# Predict Final Outcome using Aggression Scores

We are also interested in predicting the final score of a game based on how aggressive a team is. We expect more aggressive teams to attempt to score in situations where less aggressive teams would choose to end their possession in fear of allowing the other team to score easily.

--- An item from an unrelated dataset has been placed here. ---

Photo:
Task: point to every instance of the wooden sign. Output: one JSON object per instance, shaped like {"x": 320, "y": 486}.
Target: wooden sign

In particular, we will find the number of fourth-down attempts and two-point conversion attempts. In addition, more aggressive teams will likely pass the ball for high yardage. These three parameters will assign an aggression score to each of the 32 NFL teams. Using, Feature Engineering, we can create a parameter to help predict the odds of winning.

In [1]:
import pandas as pd
import altair as alt
from sklearn.tree import DecisionTreeRegressor

ModuleNotFoundError: No module named 'sklearn'

We load a dataset of all plays in the 2023 NFL season and we make a column for if a fourth down attempt was attempted and the result of a two point conversion.

In [2]:
all_plays_2023 = pd.read_csv('/Users/MC/Downloads/play_by_play_2023.csv')
all_plays_2023['fourth_down_attempts'] = all_plays_2023['fourth_down_converted'] + all_plays_2023['fourth_down_failed']
all_plays_2023['two_point_conv_result2']= all_plays_2023['two_point_conv_result'].map(lambda x: True if x == 'success' else False)
all_plays_2023

  all_plays_2023 = pd.read_csv('/Users/MC/Downloads/play_by_play_2023.csv')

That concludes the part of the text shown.